The Federal Communications Commission did not effectively implement appropriate information security controls in the initial components of its Enhanced Secured Network project, according to a Jan. 25 Government Accountability Office report (.pdf). Part of the problem, say auditors, is that ESN was an emergency project hastily initiated by the FCC to improve its computer security by implementing enhanced security controls to defend against cyber attacks.

ESN was a direct response to a September 2011 cybersecurity incident in which the FCC took swift action to identify and remove infected workstations and identify significant factors that increased risk to its network.
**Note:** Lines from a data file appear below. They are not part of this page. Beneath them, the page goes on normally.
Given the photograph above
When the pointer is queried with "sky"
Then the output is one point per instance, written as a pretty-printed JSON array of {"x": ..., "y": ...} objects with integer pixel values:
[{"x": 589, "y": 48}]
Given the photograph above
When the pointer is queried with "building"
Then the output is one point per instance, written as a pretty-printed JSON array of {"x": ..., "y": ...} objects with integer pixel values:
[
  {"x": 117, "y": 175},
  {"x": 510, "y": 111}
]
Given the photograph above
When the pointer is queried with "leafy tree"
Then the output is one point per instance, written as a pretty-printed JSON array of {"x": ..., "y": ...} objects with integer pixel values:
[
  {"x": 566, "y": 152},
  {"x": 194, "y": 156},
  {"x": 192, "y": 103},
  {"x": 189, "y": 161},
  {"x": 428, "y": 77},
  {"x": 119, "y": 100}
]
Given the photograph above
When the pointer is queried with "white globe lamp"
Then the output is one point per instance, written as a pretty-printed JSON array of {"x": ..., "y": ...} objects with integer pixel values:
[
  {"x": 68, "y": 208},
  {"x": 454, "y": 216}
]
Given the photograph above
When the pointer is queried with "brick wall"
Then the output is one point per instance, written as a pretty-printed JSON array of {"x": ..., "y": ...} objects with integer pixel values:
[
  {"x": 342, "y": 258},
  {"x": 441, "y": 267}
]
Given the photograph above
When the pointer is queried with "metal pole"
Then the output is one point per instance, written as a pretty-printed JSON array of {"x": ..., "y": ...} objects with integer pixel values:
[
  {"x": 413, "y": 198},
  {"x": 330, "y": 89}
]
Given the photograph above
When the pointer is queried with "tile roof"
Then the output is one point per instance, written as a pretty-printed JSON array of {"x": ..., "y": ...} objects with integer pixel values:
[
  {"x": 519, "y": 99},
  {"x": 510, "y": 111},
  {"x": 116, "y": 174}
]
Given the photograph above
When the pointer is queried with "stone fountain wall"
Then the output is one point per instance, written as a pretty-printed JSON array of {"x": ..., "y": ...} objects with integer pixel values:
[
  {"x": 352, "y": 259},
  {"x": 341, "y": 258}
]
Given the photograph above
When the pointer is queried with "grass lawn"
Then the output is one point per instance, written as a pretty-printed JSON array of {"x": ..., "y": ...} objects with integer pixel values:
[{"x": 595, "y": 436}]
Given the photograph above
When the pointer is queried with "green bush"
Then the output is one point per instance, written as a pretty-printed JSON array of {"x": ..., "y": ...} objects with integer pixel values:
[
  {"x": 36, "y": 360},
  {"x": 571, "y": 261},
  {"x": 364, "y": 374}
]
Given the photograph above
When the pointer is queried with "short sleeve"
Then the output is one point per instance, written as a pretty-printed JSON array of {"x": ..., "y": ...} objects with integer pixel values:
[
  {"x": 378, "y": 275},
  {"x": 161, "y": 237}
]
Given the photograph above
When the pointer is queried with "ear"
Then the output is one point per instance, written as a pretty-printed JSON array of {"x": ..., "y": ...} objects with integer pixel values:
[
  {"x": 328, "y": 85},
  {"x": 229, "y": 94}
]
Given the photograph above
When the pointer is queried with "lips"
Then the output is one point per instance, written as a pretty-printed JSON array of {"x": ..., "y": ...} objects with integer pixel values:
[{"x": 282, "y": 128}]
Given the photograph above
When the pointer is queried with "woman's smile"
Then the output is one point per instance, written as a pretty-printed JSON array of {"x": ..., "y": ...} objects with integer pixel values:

While the GAO agrees that the security threat required quick action, the report says it does not negate the need to perform key security risk management activities.

"Although FCC took steps to enhance its ability to control and monitor its network for security threats, weaknesses identified in the commission's deployment of components of the ESN project as of August 2012 resulted in unnecessary risk that sensitive information could be disclosed, modified, or obtained without authorization," states the report. "This occurred, in part, because FCC did not fully implement key information security activities during the development and deployment of the initial components of the project."

GAO's performance audit, conducted from May 2012 to January 2013, found that the FCC deployed initial components of the ESN project without, among other things, first selecting and documenting the security controls, assessing the controls, or authorizing the system to operate. As a result of these and other deficiencies, report states that FCC faces an unnecessary risk that individuals could gain unauthorized access to its sensitive systems and information. 

In addition, the audit identifies other security weaknesses in controls related to boundary protection, identification and authentication, authorization, cryptography, audit and monitoring, and configuration management that limit the effectiveness of the security enhancements and unnecessarily place sensitive information at risk. 

"Unless FCC more effectively implements its IT security policies and improves its project management practices and effectively applies them to the ESN project, unnecessary risk exists that the project may not succeed in its purpose of effectively protecting the commission's systems and information," the report concludes. Moreover, addressing these deficiencies could require costly and time-consuming rework, GAO says.

The FCC concurred with seven recommendations made by the GAO, which also included 26 recommendations in a separate report to resolve technical information security weaknesses related to access controls and ESN configuration management.